All these acts of “financial infidelity” can be damaging to a relationship because, regardless of the degree to which they are dishonest, they represent a choice to be deceitful rather than truthful.
So, why are people so apt to lie about money? Well, as with many things, being completely transparent with another person can feel vulnerable, leaving us open to judgment. Conversely, deception allows us to avoid discomfort and maintain the status quo in a relationship. With financial disputes consistently listed in the top reasons for divorce, it’s no wonder 15 million Americans are hiding secret credit cards and bank accounts.
Of course, this behavior isn’t healthy. If you find yourself committing some level of financial infidelity, it is vitally important to uncover the source of your dishonesty – shame, pride, fear or otherwise – in order to have a healthy relationship moving forward.
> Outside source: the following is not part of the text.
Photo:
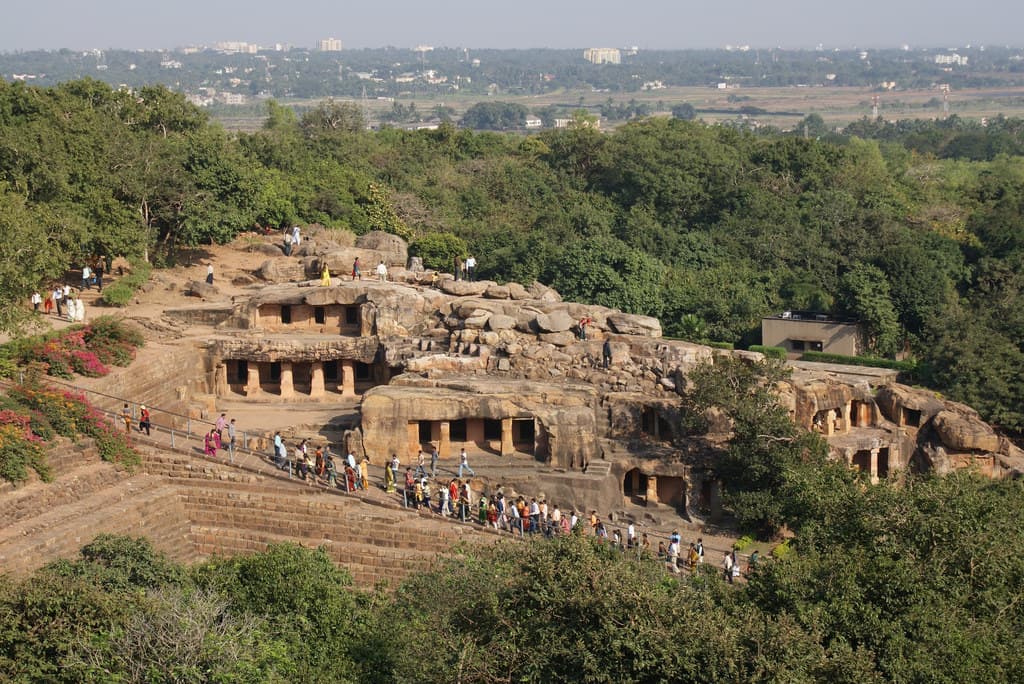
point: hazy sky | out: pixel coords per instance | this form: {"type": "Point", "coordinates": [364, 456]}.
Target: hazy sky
{"type": "Point", "coordinates": [648, 24]}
Personal Finances: Extreme Financial Infidelities
In a relationship where couples are pooling resources in order to run a household and meet shared financial goals, deliberate secrecy isn’t fair. Of course, some acts of financial infidelity are more egregious than others. For example, one recognized type of domestic abuse is financial abuse; that is, withholding access to money, taking out debt in the victim’s name or strictly monitoring spending habits. In other cases, one partner secretly siphons money out of a shared account or drains mutual assets without their partner’s knowledge. Gambling addictions are another common example. Often, this type of behavior is only discovered once it’s too late and divorce, death or bankruptcy are imminent.
When There is No Malice
The above examples above make financial infidelity sound incredibly sinister. More often, these acts happen without ill intent. For many people, it simply comes about as a side effect of hiding a shameful shopping habit or feeling prideful in asking for help with debt. The indiscretions start small and snowball over time. The longer it goes on the harder it is to confess.
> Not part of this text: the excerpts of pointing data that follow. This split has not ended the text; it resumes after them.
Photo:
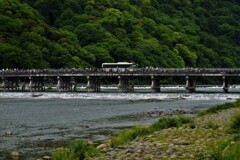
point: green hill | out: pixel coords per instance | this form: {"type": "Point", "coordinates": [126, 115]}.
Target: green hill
{"type": "Point", "coordinates": [85, 33]}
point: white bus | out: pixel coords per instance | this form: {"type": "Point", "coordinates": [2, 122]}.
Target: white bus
{"type": "Point", "coordinates": [118, 65]}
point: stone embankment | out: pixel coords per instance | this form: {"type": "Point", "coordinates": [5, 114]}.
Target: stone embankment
{"type": "Point", "coordinates": [175, 143]}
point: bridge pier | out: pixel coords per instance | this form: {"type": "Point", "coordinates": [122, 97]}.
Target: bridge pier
{"type": "Point", "coordinates": [10, 84]}
{"type": "Point", "coordinates": [190, 85]}
{"type": "Point", "coordinates": [225, 84]}
{"type": "Point", "coordinates": [36, 84]}
{"type": "Point", "coordinates": [64, 84]}
{"type": "Point", "coordinates": [155, 86]}
{"type": "Point", "coordinates": [123, 85]}
{"type": "Point", "coordinates": [93, 84]}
Regardless of the intention, it can be difficult for a relationship to recover from financial deception. Honest communication and active listening are key, as well as a willingness to be transparent going forward. Of course, since financial infidelity can lead to long-term money issues like damaged credit and large amounts of debt, the consequences can be felt for years to come.
Preventing Financial Infidelity in Your Relationship
Relationships are inherently challenging and there are no guarantees, but open communication – especially about difficult topics like money – is crucial to a couple’s long-term survival. If you and your partner have different money values like 73 percent of American couples, communicating with your partner is essential.
If you notice red flags, like your partner’s refusal to disclose financial information, you may already be the victim of financial deception. In this circumstance, it may be necessary to take steps to protect your own finances. Run your credit report for free, keep a close eye on accounts you have access to and don’t be afraid to ask questions that impact your personal financial health.
How to Get Started
If your relationship could benefit from a deeper discussion about money, don’t wait to start the conversation. Begin by scheduling a time when the two of you can talk openly about your financial footing and short-term goals. Make an effort to keep emotion out of the conversation and give one another the space to be open and honest. Consider a verbal or written agreement to be transparent about bank and credit card statements and acknowledge that you won’t let yourself be tempted to make risky money decisions without the other partner’s knowledge or approval.
Keep your financial discussions ongoing by dreaming about your future together: What are your shared goals? What do you envision for retirement? The more you plan and dream together, the less room there is for financial deception in your relationship, and the stronger your trust in your partner will be.